Monday, March 12, 2012

>Index of industrial Production for January 2012 (CARE RESEARCH)

Overview:
Index of Industrial Production (IIP) for the month of January 2011 improved to 6.8% compared with 7.5% for the same period last fiscal. This comes on the back of strong growth in manufacturing of 8.5% which counters the low growth of 3.2% in electricity and -2.7% in mining.


Cumulative growth in FY12 in Apr- Jan 2012 stands at 4.0% (8.3%). The IIP growth for the month of December has been revised to 2.5% from the previously reported 1.8%.




IIP growth for January comes at higher than CARE’s own estimate of 3.5%. The growth of 6.8% is mainly driven by non-consumer durables segment which grew by 42.1% (92.6% growth in food products and beverages which accounts for 7.2% weight in the IIP).


Cumulative Picture: (Apr-Dec FY12 over Apr-Dec FY11)
 The cumulative growth in the ‘mining and quarrying’ sector fell to -2.6% versus 6.3% seen for the same period last fiscal
 Activities in the ‘manufacturing’ sector have slowed down to 4.4% from 8.9%.
 Production in the ‘electricity’ sector has been improving with 8.8% growth compared with 5.3% seen for the same period last fiscal.



 In the manufacturing sector, 15 out of 22 industries have shown positive growth during Apr- Jan FY12.

  • ‘Food products’ (28.3%), ‘publishing, printing & reproduction of recorded media’ (24.2%) and ‘fabricated metals’ (13.8%) have registered healthy growth.
  • ‘Motor vehicles’ and ‘other transport equipment’ grew by 12.1% and 14.3% respectively
  • ‘Non-metallic products’ and ‘petro related products’ had moderate growth of 5.0% and 3.0% respectively.
  • Electrical machinery, textile products, apparel, chemicals, rubber products, machinery, office equipment and furniture showed negative growth.

■ As per the Use-based classification, corrosion is seen in growth rates in the ‘capital goods’ (-2.8%) industry as well as the ‘intermediate goods’ (-1.0%) industry.

  • Capital goods production has been affected by slowdown in infrastructure activity as well as investment which may be attributed to higher interest rates prevailing during the year.
  • Basic goods grew by 5.7% for Apr-Jan FY12 compared with 6.0% for the same period last year.
  • Consumer durable and consumer non-durable goods have witnessed growth of 3.9% and 10.2% respectively, with the overall growth in Consumer goods being 7.4% for Apr-Jan FY12. Growth in non-durables however, increased by 42.1% in January while that in durables was negative 6.8%.




Movers this month
Contrary to low growth registered by the manufacturing sector in the past few months, the sector has grown at a considerably high rate of 8.5%. This high growth is mainly driven by substantial growth of 92.6% in the food products and beverages and 56.1% in Publishing, printing & reproduction of recorded media industries.



Excluding these two industries, manufacturing would register a growth of negative 1.4%. This high growth can hence not be perceived as a rebound in the manufacturing sector a sit is not broad based.


Core Industries Performance
Production in core industries, which is considered as a lead indicator to overall industrial production, displayed subdued performance in January this year.



Four out of eight industries registered positive growth in the month.
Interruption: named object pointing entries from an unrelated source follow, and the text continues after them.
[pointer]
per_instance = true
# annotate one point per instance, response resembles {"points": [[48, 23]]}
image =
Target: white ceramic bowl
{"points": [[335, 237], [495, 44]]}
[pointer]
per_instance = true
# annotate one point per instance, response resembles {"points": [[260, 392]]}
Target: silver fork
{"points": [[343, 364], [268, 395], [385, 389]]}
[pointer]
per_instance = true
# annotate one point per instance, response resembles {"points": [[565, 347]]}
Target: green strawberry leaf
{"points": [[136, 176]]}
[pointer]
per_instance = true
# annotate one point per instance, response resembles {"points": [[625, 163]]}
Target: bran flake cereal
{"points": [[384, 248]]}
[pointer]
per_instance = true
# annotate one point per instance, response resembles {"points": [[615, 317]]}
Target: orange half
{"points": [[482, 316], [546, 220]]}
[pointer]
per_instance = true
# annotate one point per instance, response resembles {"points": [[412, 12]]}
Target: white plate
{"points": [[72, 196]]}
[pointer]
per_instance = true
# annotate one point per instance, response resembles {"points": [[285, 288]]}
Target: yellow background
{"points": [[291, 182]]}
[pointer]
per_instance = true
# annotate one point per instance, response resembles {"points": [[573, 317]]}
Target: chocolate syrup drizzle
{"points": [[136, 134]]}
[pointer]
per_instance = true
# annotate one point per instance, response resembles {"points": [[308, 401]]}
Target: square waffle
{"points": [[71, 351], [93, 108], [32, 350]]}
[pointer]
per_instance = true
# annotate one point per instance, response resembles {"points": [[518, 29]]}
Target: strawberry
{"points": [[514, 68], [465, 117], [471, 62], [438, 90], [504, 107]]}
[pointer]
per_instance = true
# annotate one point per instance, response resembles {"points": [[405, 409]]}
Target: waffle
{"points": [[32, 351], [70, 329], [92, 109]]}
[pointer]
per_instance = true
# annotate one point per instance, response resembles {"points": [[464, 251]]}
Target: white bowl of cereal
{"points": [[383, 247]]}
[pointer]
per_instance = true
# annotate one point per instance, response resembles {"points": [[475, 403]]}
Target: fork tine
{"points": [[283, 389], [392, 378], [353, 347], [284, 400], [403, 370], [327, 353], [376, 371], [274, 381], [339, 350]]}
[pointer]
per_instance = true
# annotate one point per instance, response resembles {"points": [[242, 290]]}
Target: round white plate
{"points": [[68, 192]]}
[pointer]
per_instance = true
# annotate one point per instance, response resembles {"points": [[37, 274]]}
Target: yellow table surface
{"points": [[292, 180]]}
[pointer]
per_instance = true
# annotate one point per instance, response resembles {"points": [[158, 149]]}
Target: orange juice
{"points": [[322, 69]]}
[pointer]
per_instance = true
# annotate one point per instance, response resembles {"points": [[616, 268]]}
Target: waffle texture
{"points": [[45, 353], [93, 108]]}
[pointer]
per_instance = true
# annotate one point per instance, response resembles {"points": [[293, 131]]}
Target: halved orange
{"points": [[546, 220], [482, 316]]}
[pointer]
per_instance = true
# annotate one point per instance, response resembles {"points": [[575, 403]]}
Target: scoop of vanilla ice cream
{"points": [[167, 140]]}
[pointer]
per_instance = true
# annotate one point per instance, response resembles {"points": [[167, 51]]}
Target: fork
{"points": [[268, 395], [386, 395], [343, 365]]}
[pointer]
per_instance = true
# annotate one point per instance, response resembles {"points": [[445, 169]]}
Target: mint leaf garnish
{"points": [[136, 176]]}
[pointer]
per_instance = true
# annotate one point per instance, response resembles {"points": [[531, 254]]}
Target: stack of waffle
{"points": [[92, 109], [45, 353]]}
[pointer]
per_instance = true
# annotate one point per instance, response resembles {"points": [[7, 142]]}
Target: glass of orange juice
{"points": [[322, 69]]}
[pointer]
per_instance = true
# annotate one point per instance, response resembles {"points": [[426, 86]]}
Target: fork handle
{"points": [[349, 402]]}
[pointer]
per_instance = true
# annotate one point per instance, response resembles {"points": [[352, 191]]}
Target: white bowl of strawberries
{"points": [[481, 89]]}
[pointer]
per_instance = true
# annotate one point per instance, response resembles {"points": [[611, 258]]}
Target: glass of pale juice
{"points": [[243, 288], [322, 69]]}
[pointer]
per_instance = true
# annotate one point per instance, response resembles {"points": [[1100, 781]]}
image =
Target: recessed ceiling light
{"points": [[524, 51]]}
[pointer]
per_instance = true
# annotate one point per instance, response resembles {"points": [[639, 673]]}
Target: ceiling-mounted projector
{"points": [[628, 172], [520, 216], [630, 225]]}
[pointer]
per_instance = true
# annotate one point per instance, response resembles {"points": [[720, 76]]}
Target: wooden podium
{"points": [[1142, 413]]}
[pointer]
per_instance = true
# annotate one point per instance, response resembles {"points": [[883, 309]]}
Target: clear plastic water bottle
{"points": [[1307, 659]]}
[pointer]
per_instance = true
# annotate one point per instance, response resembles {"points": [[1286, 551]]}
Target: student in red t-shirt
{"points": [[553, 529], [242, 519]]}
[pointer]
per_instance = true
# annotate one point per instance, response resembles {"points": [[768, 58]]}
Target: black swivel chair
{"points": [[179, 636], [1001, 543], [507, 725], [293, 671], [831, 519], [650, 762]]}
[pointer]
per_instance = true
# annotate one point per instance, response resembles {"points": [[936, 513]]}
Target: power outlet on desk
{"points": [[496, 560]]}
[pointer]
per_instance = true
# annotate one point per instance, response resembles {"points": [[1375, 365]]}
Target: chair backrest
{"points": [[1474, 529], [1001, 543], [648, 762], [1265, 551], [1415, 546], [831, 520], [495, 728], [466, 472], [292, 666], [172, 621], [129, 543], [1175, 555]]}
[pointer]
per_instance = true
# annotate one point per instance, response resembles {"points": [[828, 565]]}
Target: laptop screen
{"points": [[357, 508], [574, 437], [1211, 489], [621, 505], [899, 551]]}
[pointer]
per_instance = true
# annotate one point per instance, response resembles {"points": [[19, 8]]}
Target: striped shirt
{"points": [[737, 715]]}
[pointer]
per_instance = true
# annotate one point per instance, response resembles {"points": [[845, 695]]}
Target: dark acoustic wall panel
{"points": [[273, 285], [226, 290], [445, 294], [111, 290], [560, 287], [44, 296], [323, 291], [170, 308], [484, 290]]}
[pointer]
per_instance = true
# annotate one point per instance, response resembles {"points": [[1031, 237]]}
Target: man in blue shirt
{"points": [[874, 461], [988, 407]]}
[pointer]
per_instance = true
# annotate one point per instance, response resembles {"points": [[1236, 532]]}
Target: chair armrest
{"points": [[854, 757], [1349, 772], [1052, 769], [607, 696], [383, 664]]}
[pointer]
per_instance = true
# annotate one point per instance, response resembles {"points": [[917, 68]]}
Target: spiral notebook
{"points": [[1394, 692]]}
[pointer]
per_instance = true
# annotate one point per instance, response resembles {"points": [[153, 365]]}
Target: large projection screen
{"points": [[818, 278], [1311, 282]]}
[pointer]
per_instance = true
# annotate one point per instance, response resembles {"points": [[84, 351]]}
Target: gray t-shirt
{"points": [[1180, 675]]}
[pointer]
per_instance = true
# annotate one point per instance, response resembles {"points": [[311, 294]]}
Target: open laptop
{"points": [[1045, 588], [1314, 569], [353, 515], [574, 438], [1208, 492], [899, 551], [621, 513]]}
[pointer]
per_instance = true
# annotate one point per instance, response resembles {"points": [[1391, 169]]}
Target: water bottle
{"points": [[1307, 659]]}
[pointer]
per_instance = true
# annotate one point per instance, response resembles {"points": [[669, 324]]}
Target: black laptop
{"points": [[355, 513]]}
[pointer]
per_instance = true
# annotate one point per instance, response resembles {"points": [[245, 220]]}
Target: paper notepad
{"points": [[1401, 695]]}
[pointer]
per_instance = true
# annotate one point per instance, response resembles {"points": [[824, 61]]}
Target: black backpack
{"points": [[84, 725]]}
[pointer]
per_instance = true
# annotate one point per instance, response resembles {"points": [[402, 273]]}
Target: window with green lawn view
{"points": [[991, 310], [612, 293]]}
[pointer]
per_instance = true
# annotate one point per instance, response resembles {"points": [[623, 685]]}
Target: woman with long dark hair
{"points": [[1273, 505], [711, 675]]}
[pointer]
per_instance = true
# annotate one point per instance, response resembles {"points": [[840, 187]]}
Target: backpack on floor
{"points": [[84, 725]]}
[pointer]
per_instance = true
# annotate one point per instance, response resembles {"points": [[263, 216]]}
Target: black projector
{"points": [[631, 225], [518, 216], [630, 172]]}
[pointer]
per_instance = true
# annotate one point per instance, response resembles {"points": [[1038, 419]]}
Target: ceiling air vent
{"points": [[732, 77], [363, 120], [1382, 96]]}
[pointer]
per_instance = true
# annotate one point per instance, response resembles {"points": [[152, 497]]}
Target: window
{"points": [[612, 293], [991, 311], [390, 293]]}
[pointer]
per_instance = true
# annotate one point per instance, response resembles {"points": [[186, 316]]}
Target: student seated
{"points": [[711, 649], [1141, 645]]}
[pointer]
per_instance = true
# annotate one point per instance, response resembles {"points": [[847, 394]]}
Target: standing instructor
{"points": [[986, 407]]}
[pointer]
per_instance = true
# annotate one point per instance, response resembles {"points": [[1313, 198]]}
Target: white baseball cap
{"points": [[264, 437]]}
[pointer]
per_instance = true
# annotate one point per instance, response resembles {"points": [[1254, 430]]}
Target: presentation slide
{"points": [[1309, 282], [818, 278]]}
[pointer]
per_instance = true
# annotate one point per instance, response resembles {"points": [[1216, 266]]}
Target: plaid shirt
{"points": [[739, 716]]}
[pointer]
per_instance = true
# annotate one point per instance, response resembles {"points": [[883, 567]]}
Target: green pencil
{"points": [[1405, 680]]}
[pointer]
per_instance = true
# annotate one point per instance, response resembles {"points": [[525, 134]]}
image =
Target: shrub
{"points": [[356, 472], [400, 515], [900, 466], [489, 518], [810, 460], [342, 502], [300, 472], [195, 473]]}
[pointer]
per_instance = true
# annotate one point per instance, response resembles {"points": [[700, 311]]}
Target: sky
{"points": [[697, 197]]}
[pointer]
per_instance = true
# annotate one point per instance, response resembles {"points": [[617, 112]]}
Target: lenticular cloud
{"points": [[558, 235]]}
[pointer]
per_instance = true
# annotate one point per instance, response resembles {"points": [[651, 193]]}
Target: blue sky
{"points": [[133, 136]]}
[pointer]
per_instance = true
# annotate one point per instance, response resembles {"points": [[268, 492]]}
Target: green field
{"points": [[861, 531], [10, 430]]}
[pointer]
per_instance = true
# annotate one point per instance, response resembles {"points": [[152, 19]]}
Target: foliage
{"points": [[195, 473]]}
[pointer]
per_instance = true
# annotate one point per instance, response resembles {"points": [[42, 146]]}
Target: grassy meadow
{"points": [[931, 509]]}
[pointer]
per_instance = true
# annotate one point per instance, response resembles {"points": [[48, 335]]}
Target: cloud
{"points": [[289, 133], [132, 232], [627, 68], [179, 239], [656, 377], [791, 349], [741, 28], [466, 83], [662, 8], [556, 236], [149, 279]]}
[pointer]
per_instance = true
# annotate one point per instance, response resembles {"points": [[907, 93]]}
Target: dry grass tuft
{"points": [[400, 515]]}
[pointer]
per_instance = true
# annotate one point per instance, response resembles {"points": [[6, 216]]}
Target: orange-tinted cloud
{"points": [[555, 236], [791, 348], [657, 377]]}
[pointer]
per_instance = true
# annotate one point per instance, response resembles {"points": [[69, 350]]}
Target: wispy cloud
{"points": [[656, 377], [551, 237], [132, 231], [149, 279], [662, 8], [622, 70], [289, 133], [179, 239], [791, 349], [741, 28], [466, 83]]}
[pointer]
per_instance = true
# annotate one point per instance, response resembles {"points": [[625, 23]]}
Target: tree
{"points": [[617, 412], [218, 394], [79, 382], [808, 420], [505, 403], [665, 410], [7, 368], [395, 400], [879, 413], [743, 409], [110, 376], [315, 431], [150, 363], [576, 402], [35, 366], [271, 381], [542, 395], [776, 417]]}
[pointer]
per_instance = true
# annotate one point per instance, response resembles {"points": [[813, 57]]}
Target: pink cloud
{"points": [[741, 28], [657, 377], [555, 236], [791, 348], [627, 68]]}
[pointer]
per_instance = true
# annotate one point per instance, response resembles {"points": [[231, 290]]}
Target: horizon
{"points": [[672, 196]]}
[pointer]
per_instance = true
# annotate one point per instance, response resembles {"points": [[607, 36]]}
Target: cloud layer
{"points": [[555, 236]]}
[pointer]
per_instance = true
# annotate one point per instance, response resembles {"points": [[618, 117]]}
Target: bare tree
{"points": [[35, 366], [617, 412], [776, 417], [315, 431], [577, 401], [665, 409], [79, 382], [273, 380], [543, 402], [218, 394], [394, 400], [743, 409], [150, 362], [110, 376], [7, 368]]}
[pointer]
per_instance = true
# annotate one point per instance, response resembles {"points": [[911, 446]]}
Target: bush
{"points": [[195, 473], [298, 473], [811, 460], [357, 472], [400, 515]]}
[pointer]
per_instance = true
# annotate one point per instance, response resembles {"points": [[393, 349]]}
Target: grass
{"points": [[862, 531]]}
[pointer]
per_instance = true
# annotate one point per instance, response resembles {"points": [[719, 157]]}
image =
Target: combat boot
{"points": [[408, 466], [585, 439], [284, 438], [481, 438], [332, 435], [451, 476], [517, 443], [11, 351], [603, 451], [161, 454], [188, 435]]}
Cement production has seen high growth in the month of January while fertilizers performance has been stable. Industrial production for natural gas, crude oil, petro refinery and steel has displayed some lag registering negative growth in January.


How does one read these numbers?
First, based on the CSO estimates, manufacturing is to grow by 3.9% in the last quarter of the year. The present number of 8.5% does help it improve the average for the quarter given that the base effect will come in March.



Second, while the overall growth has been propped up, the fundamental problems in industry remain such as low investment and demand.


Third, the volatility in IIP growth is a concern because the December numbers have been revised upwards to 2.5% which is quite significant. Also given that the small scale sector contribution is understated, there could be some further revisions in the overall IIP numbers by March.


Fourth, so far this year there has been an anomaly between negative growth in mining and high growth in electricity. This has been reversed in January. There is concern that this may be replicated in the coming months.


Policy stance
The RBI in this financial year has raised rates by 175 bps in a bid to control inflation. Inflation is still high between 6.5-7.5% depending on the WPI or CPI. With industrial growth looking steady in January, there is no immediate need to view growth as a problem requiring attention in this policy notwithstanding the fact that growth is not broad based. This could prompt the RBI to maintain key policy rates in the March 15, 2012 Monetary Policy Review meeting.